I'm working on Indonesian price parser.

Say, I have below examples:

1) 150 k
2) 150 kilobyte
3) 150 ka
4) 150 k2
5) 150 k)
6) 150 k.

We know 1), 5), 6) can be the price, while remains obviously cannot be.
My regex is bit complicated in real, but for simplicity,

Let's say my regex is: [0-9]+(\s*[k])

This catches 1) to 6), all of them.

So I put [^0-9a-zA-Z] to regex: [0-9]+(\s*[k])[^0-9a-zA-Z]

Now I got 1), 5), 6) only, and this is fine.

However, the problem is... they have unnecessary suffix like [ ) , ]

How can I parse just '150 k' without any suffix like [ ) , ] which is not related to price information?
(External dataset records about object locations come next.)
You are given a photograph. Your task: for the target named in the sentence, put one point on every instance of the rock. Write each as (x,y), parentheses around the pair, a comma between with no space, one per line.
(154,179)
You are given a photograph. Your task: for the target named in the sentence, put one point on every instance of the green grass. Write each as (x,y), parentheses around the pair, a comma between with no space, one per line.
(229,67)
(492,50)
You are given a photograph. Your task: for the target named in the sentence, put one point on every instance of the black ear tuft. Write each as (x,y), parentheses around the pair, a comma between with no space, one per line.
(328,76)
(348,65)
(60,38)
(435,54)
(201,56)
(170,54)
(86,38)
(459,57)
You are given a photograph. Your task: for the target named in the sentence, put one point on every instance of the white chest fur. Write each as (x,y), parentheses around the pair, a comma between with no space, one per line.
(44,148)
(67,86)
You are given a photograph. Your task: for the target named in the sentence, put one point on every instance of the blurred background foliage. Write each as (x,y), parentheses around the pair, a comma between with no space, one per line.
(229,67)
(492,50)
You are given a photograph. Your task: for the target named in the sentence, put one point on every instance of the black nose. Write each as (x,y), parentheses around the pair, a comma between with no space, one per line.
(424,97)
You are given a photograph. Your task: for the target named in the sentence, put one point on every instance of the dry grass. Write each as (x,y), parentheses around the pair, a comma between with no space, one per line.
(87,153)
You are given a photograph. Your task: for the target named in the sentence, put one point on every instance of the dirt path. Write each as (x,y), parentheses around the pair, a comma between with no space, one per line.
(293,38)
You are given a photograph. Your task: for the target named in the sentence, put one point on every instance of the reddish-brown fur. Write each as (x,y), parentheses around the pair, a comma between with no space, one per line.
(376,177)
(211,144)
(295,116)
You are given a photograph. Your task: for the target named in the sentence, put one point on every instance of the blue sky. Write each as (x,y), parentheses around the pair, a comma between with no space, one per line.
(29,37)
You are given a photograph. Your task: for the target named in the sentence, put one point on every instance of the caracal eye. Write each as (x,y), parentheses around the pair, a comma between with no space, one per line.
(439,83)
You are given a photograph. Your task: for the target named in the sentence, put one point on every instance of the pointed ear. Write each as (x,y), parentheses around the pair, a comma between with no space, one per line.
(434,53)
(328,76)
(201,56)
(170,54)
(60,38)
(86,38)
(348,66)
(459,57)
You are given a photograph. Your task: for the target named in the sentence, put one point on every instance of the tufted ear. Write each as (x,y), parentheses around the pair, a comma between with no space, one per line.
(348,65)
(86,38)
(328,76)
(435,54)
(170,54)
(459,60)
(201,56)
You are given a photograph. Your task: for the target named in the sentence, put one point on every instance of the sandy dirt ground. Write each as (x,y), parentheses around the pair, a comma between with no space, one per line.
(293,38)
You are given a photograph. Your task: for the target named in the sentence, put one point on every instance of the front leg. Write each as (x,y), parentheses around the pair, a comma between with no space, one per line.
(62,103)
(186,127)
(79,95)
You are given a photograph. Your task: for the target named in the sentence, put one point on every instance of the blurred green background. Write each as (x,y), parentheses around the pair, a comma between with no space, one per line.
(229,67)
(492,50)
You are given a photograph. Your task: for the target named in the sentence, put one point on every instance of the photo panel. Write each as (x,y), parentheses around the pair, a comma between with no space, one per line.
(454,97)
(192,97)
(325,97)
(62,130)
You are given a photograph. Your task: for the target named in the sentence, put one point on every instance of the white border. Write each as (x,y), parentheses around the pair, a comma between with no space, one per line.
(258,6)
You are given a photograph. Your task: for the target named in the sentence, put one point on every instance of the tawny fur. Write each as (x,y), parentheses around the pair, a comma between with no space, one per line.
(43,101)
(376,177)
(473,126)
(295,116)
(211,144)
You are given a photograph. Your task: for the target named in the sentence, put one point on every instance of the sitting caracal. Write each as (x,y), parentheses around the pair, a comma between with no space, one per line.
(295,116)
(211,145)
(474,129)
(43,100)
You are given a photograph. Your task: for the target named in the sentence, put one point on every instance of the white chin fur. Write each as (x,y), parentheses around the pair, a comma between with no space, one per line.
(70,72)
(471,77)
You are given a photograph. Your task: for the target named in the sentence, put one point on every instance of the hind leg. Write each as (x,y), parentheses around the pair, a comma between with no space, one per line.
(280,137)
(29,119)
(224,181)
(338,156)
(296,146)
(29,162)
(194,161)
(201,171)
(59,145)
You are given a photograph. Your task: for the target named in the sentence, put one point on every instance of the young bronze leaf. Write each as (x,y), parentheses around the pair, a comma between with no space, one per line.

Should I have one more process after get 5), 6) manually getting rid of those suffices?

Thank you in advance to any idea.

Kobi
  • 135,331
  • 41
  • 252
  • 292
kispi
  • 185
  • 1
  • 12
  • @Adrian - You shouldn't have removed the Go tag. The Regex description asks for the programming language - "Since regular expressions are not fully standardized, all questions with this tag should also include a tag specifying the applicable programming language or tool". Many things are not implemented in re2, so the Go tag is useful. Thanks! – Kobi Sep 09 '17 at 05:59
  • Then that should be mentioned in the question body, not just in a tag. With no mention whatsoever in the body, the tag is pointless. – Adrian Sep 09 '17 at 12:00

2 Answers2

2

You can use a word boundary - \b. You can also use one at the start, instead of the space:

\b[0-9]+\s*k\b

Working example: https://regex101.com/r/RAF2Vg/3

Kobi
  • 135,331
  • 41
  • 252
  • 292
2

I think (\d+\s*k)\b will serve your purpose. It will check if after the 'k' a word boundary has been reached. This word boundary can be anything, yes, even a ). Look at this example

Marc Lambrichs
  • 2,864
  • 2
  • 13
  • 14